Helped along by Watergate and the Privacy Act of 1974 — which allowed citizens some access to their information in federal records — such practices got a new hearing in the mid-1970s. Many believed that stronger protections for Americans’ data were in the offing, including, as Senator Edmund Muskie put it, “an expanded law protecting the privacy of all of us, in every aspect of our daily lives.”
A federal commission took up the question of extending the Privacy Act to private entities. But the political will to clamp down on the record-keepers soon ebbed. The issue was tabled, and the commission dissolved in 1977.
The same corporations that have taken liberties with Americans’ private financial information have, of course, aggressively sought to shield their own practices from view. With no small amount of chutzpah, Retail Credit, the company sued by the FTC in the 1970s, tried to bend consumer protections to its own advantage. It argued that it would violate individuals’ privacy to allow the federal agency access to its records. This kind of cavalier behavior provoked serious criticism, and seeking to obscure its tarnished reputation, Retail Credit renamed itself Equifax. But while its brand changed, the company’s desire to evade regulation did not.
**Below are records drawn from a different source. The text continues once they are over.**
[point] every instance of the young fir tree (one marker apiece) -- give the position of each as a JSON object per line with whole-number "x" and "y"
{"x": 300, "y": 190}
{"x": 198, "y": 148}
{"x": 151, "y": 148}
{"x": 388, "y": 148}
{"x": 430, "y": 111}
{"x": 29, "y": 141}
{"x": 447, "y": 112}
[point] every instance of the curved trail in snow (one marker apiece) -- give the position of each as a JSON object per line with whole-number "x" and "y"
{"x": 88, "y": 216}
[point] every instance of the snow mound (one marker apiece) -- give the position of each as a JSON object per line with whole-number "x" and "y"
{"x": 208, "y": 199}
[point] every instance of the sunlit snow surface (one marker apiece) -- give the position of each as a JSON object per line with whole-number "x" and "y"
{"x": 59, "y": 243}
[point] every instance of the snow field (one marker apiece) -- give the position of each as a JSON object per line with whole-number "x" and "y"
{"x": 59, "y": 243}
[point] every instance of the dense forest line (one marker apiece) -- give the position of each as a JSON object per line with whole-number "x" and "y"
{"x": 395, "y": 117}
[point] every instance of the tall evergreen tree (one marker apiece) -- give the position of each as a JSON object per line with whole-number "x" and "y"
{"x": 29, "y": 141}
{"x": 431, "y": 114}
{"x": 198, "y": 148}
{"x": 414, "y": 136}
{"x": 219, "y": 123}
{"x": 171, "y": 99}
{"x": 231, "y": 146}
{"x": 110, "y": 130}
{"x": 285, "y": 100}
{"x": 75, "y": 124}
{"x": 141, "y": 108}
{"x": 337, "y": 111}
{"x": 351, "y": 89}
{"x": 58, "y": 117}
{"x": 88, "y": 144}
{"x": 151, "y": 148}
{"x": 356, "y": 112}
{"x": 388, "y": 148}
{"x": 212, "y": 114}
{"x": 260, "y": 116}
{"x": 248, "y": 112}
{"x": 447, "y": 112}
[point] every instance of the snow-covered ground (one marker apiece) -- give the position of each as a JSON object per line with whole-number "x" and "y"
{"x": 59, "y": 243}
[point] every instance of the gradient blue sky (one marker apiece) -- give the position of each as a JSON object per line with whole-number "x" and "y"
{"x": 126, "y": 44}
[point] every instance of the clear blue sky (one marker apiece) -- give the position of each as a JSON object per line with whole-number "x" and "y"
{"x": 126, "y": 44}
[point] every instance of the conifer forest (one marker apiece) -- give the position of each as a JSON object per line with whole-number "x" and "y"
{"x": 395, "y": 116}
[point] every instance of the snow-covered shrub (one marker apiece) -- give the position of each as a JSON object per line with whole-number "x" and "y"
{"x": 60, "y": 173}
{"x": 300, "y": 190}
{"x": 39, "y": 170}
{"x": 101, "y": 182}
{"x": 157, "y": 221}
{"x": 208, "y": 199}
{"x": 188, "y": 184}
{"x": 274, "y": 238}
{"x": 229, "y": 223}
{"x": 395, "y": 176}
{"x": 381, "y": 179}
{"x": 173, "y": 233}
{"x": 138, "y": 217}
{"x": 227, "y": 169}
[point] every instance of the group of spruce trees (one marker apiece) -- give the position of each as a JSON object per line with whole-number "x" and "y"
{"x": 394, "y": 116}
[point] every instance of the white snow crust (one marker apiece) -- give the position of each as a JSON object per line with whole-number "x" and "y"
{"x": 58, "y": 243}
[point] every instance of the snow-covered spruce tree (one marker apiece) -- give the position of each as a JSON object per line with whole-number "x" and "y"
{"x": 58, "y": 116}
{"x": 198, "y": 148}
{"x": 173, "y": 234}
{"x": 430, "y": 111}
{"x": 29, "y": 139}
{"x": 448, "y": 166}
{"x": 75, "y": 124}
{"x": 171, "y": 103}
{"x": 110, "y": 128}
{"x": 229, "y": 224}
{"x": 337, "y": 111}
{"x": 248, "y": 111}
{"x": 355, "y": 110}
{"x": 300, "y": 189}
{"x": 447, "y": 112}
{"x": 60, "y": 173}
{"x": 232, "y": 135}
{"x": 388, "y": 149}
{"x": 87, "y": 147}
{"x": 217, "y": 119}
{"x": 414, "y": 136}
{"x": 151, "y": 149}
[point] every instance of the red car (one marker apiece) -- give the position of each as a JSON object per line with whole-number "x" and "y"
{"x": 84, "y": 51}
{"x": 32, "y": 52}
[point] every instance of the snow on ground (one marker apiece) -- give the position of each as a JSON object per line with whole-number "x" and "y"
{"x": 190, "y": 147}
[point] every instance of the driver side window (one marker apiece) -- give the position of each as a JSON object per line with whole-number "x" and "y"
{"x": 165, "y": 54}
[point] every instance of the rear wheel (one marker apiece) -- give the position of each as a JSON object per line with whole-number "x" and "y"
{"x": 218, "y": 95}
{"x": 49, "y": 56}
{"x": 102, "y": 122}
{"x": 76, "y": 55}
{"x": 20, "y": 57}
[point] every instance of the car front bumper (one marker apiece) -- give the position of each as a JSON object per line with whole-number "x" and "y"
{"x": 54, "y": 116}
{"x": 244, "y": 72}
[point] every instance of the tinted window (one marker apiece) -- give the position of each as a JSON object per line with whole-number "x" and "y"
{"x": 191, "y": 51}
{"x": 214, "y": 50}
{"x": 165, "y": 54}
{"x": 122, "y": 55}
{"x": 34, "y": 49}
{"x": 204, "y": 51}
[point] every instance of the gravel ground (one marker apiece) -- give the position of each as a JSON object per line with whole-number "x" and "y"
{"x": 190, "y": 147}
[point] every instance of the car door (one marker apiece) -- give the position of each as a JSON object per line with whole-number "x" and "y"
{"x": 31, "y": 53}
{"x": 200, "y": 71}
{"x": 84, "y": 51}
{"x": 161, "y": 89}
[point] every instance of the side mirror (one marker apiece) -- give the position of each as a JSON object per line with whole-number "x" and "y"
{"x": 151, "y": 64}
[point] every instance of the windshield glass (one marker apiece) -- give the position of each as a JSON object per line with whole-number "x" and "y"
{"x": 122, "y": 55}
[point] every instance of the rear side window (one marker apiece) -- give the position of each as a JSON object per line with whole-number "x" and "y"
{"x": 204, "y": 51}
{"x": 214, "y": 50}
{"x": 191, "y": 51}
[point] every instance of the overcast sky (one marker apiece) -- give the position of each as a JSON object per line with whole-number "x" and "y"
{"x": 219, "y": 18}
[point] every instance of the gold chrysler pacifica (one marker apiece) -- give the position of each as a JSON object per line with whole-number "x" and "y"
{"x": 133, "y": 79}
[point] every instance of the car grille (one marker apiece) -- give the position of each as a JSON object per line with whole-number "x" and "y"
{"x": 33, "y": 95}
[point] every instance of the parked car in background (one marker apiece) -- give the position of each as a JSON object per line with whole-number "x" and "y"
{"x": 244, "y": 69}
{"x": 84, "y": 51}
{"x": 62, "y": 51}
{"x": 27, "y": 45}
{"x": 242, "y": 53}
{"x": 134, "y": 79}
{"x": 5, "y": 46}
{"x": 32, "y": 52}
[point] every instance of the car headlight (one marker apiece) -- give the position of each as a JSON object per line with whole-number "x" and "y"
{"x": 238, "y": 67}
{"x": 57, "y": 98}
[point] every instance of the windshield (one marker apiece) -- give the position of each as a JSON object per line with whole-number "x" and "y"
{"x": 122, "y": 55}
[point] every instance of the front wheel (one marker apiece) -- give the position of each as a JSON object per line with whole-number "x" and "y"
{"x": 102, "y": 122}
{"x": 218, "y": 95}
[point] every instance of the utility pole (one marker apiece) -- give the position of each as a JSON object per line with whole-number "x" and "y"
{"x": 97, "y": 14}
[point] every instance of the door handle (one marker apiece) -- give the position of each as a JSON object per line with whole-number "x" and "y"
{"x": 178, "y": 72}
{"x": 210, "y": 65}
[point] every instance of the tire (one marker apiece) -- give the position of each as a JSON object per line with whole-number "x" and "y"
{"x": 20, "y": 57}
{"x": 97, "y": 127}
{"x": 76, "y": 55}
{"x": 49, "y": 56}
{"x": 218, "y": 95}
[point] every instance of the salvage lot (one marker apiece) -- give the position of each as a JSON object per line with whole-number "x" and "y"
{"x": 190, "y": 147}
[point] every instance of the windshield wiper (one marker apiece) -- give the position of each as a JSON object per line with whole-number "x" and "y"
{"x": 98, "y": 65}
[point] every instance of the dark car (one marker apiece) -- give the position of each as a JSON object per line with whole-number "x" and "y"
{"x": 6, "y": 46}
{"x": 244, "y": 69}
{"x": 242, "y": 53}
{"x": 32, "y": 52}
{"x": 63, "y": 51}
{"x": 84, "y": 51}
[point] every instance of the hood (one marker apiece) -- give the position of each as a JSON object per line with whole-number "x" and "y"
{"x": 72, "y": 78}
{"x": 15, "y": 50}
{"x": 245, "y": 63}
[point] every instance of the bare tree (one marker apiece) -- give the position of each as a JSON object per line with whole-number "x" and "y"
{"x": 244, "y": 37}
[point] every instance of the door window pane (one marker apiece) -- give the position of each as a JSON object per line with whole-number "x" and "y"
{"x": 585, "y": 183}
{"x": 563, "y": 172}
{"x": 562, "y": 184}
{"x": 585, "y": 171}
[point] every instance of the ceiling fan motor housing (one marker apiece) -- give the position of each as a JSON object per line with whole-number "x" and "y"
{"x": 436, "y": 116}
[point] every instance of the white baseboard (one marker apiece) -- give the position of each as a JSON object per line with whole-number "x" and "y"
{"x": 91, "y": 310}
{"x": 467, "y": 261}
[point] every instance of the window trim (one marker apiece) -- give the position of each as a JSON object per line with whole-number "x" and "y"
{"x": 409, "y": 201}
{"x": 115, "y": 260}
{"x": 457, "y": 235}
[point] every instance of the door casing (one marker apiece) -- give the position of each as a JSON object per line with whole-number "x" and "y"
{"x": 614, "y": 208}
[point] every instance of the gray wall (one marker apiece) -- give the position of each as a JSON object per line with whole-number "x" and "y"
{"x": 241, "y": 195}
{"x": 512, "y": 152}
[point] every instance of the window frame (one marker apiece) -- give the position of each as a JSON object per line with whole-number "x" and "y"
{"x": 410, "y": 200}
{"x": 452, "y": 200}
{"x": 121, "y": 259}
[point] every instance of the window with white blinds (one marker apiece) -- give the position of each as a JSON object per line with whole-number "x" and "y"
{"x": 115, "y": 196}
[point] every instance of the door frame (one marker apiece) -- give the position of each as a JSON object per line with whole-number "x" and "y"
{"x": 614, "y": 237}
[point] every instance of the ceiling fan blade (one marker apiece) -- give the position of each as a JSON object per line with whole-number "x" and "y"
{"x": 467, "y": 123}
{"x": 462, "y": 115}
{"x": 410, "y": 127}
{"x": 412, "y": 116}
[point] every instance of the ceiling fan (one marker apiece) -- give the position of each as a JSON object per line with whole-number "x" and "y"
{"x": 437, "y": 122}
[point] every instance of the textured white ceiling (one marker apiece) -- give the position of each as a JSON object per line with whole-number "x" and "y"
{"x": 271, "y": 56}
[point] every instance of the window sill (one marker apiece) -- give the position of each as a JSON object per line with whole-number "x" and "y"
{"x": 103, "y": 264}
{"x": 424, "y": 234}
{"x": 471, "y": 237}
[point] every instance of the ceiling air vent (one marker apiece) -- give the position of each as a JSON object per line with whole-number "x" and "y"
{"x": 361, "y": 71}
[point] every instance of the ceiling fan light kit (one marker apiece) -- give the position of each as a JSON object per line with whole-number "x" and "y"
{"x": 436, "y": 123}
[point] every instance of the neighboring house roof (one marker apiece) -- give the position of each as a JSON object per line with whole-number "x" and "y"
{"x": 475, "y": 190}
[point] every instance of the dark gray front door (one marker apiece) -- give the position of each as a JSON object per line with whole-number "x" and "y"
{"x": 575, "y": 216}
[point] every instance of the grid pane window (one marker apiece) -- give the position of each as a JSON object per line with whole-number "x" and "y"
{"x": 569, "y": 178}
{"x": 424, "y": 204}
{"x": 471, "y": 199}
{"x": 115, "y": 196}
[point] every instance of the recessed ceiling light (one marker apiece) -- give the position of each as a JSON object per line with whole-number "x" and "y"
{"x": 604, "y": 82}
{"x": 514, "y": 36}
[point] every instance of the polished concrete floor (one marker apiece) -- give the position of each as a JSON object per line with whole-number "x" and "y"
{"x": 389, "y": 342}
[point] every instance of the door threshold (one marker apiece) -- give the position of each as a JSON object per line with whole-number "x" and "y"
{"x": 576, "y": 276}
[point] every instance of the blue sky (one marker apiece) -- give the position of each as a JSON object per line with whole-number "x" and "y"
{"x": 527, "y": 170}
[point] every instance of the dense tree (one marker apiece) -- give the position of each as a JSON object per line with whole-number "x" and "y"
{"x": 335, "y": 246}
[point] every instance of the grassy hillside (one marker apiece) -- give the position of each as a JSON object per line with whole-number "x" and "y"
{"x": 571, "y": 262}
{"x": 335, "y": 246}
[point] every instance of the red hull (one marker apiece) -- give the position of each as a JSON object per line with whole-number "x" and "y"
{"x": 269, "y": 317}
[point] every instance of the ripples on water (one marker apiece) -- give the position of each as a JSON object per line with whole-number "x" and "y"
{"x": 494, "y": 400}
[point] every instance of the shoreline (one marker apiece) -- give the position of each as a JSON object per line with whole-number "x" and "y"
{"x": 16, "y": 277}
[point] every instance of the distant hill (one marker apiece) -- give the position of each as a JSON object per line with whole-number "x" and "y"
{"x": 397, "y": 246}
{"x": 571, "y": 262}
Along with its peers, the company invested heavily in swaying legislators to this point of view. As credit reporting companies grew richer in both data and dollars, that pattern has intensified. Equifax has spent almost $6 million on Washington lobbying and made more than $650,000 in political contributions (mostly to Republicans) since 2010. In the face of such concentrated power, individuals’ claims against these behemoths have barely made a dent.
It is unclear whether the current outrage surrounding Equifax will prompt a change in either its public relations or operating procedures; after all, the company routinely confronts a deluge of consumer complaints — by one estimate, an average of 31 per day since 2012.
Indeed, the company’s first (widely castigated) proposal for remedying the breach was to offer anyone willing to waive his or her legal rights a year of “free” fraud monitoring, courtesy of the very entity that had exposed individuals’ data in the first place. Perverse as that sounds, Equifax and its two peers have — remarkably — cornered the market to such a degree that they offer the only solution to a problem they have created. Today, they profit not just from their hold on individuals’ data but also from services that supposedly protect those same individuals from identity theft.
Before attention to this most recent scandal fades, Americans might ask whether the size or scale of the breach is the real issue here — or whether the problem is the seemingly unbreachable power of the industry itself, nearly a half century after the public first sought to regulate it.